Starbucks Coffee, Staples, and The J.R. Simplot Company are among five companies that have this week joined the White House’s Better Buildings Challenge.

Starbucks, Staples and Simplot have pledged to upgrade more than 50 million square feet of combined commercial building space, including 15 manufacturing facilities, as they strive to meet the Better Buildings goal of cutting building energy use at least 20 percent by 2020.

Samas Capital and Greenwood Energy have joined the program as “financial allies.” The companies have pledged $200 million in financing, which will be available for energy efficiency upgrades through the program.

Last week, new utility partner Pacific Gas and Electric committed to offering expanded energy-efficiency programs for its commercial customers, who are responsible for 30 million square feet of commercial building space.

Launched in 2011, the Better Buildings Challenge is part of the Obama Administration’s strategy aimed at reducing energy waste in commercial and industrial buildings. Under the challenge, private sector CEOs, university presidents, and state and local leaders commit to taking aggressive steps to reduce the energy used in their facilities, and pledge to share data and best practices with others around the country.

With the addition of this month’s new partners and allies, nearly 70 organizations have now joined the Better Buildings Challenge.
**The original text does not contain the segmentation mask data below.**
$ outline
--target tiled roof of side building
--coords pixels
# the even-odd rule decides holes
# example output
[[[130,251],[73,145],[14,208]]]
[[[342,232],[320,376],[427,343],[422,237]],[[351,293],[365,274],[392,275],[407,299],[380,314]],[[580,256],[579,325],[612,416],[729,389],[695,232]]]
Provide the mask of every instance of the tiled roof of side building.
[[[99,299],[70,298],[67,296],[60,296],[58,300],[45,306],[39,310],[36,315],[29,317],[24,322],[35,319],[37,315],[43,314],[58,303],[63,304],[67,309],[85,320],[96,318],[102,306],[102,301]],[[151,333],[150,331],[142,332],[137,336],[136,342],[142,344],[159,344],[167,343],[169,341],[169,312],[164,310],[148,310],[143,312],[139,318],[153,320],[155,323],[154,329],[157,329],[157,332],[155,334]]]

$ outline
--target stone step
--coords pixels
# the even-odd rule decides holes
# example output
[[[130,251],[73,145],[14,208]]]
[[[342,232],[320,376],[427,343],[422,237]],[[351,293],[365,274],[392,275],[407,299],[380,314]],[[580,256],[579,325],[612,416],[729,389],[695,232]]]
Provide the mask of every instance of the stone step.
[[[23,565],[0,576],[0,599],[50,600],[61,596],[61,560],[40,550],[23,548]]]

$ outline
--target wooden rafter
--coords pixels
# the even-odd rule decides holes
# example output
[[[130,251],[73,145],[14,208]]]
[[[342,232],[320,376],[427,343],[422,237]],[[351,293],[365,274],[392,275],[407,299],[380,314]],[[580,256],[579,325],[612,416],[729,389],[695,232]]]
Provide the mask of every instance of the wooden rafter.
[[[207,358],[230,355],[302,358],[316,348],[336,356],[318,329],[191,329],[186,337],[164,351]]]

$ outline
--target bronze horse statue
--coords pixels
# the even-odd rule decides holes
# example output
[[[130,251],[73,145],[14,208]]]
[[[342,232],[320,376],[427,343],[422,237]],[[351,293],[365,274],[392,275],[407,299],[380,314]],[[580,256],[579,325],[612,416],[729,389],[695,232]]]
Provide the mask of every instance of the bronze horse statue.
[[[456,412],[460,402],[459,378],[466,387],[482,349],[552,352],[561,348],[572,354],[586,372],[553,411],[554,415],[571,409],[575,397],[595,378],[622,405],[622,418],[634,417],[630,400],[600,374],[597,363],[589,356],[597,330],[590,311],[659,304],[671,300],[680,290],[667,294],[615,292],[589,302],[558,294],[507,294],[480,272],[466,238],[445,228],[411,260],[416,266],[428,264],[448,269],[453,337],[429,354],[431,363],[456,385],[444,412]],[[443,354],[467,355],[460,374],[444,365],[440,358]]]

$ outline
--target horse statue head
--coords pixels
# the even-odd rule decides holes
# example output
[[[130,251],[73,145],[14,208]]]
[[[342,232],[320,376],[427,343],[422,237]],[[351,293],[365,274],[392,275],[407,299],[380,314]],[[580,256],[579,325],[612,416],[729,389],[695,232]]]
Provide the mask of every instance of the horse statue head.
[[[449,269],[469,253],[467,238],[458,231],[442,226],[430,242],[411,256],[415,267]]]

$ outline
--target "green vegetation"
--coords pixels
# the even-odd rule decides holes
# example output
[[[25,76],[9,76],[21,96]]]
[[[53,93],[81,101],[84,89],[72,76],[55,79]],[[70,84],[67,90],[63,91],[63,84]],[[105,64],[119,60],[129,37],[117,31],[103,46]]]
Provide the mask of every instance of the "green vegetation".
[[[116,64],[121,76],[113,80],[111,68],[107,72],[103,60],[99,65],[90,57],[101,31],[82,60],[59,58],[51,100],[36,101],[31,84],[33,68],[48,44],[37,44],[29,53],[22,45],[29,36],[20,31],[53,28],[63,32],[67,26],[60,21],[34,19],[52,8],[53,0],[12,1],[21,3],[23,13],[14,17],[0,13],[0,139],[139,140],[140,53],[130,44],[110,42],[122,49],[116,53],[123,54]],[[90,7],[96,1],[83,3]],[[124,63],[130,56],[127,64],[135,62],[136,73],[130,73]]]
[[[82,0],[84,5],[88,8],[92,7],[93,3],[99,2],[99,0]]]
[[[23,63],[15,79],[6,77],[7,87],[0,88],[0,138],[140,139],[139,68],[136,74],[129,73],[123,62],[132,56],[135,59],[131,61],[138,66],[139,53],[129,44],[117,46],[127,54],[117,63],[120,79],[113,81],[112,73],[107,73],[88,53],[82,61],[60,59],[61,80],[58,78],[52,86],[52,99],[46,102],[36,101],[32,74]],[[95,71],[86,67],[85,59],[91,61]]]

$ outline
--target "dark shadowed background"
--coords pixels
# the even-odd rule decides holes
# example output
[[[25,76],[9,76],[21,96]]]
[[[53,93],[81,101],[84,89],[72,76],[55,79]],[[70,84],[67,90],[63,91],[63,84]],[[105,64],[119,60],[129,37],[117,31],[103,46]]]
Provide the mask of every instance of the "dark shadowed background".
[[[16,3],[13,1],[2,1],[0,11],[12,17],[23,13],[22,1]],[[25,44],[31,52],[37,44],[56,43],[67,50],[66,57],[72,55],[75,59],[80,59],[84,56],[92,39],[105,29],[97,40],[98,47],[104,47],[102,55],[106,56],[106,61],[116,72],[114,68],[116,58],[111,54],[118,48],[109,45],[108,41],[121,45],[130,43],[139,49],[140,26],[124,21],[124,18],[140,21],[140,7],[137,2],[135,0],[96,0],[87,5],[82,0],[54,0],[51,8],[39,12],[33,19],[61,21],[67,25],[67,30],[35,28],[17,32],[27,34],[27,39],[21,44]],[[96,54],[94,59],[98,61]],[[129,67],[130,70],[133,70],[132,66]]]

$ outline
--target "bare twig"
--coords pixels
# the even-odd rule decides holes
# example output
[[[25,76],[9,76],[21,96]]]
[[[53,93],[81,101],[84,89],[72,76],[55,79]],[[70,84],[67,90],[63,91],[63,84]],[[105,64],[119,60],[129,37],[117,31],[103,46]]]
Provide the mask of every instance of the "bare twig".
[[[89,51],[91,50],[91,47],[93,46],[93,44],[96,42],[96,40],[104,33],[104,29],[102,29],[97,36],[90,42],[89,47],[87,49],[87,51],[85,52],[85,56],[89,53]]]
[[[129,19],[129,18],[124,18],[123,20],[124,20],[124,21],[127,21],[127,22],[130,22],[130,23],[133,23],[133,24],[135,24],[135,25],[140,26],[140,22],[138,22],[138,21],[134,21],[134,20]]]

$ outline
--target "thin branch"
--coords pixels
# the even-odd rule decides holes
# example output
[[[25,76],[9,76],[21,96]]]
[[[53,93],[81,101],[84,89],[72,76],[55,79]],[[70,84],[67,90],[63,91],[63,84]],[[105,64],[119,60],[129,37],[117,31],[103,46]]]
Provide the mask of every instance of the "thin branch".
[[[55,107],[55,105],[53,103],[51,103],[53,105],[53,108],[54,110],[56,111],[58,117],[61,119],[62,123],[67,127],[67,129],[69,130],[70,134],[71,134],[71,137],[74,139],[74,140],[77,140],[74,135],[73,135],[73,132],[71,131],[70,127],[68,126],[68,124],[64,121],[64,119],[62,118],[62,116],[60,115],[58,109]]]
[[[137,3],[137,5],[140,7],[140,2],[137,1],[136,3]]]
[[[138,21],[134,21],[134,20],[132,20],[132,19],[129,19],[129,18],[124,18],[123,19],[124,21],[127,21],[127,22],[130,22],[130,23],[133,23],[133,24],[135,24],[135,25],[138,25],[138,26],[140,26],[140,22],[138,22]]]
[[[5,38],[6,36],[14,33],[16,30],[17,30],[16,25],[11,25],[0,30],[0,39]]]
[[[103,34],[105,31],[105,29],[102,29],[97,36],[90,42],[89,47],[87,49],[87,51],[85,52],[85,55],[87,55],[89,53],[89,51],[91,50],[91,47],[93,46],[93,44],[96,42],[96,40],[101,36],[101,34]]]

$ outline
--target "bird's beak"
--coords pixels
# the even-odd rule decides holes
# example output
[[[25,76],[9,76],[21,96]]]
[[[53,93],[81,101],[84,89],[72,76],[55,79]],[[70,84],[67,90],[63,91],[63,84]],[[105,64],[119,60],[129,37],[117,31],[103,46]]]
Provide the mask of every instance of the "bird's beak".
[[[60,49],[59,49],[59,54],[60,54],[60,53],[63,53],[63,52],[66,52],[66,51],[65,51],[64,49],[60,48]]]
Together, these organizations account for more than 1.7 billion square feet of building space, including more than 300 manufacturing plants, and have committed almost $2 billion to support energy efficiency improvements nationwide.

In December, 3M, Alcoa, GE, Kohl’s, Nissan, Supervalu, Walgreens and dozens of other organizations joined President Obama and former president Bill Clinton in announcing almost $4 billion in federal and private sector energy upgrades to buildings over the next two years, as part of the challenge.
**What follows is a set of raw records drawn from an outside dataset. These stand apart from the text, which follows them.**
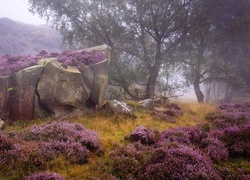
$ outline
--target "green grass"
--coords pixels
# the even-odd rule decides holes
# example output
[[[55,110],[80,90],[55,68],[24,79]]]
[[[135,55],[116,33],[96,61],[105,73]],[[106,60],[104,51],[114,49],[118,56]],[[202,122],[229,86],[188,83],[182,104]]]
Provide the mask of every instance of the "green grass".
[[[130,102],[130,104],[132,104],[132,102]],[[112,149],[114,144],[125,144],[125,137],[128,137],[137,126],[150,127],[159,131],[178,126],[195,126],[197,124],[204,124],[205,115],[216,109],[215,105],[196,103],[180,103],[179,106],[184,110],[184,115],[178,117],[176,123],[156,120],[148,112],[143,110],[135,112],[136,118],[120,114],[97,112],[92,115],[86,115],[85,117],[68,119],[69,122],[77,122],[88,129],[96,131],[100,136],[101,147],[104,153],[103,155],[91,154],[89,162],[83,165],[71,164],[63,157],[60,157],[51,162],[47,170],[60,173],[66,179],[97,179],[100,175],[96,169],[99,164],[106,161],[108,158],[108,151]],[[51,118],[32,121],[16,121],[8,126],[6,131],[20,131],[34,124],[49,123],[51,121],[53,121]],[[18,173],[18,170],[12,172],[10,176],[7,176],[8,172],[5,172],[2,177],[15,179],[15,173]]]

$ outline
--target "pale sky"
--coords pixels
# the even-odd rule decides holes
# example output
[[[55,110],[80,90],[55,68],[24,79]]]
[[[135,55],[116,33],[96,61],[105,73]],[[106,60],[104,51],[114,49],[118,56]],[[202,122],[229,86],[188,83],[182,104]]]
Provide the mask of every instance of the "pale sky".
[[[46,24],[38,15],[29,12],[28,7],[28,0],[0,0],[0,18],[7,17],[26,24]]]

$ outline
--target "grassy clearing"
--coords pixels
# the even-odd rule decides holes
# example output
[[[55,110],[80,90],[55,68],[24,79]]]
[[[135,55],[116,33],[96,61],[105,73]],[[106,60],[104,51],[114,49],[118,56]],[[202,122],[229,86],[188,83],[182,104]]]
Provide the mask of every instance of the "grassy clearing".
[[[143,110],[136,111],[136,118],[120,114],[98,112],[94,115],[69,119],[69,122],[80,123],[99,134],[103,155],[91,154],[89,162],[83,165],[71,164],[63,157],[60,157],[51,162],[48,171],[57,172],[66,177],[66,179],[97,179],[97,177],[99,177],[98,171],[96,170],[98,164],[105,161],[108,157],[108,151],[112,149],[114,144],[126,143],[125,137],[129,136],[137,126],[145,126],[163,131],[178,126],[204,124],[204,116],[216,109],[215,105],[198,103],[179,103],[179,106],[184,111],[184,115],[178,117],[176,123],[156,120],[148,112]],[[52,121],[52,119],[17,121],[8,126],[6,131],[19,131],[34,124],[49,123]]]

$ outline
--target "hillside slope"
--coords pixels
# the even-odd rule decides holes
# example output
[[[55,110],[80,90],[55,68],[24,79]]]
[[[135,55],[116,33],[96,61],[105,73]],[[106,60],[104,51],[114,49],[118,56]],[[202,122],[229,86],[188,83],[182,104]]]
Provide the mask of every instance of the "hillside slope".
[[[0,56],[36,54],[60,50],[61,35],[50,27],[29,25],[0,18]]]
The 60 CEOs, mayors, university presidents, and labor leaders committed to invest nearly $2 billion of private capital to upgrade energy performance by at least 20 percent by 2020 in 1.6 billion square feet of office, industrial, municipal, hospital, college and school buildings. At the same time, Obama issued a presidential memorandum committing the federal government to spend $2 billion on energy upgrades to its own buildings.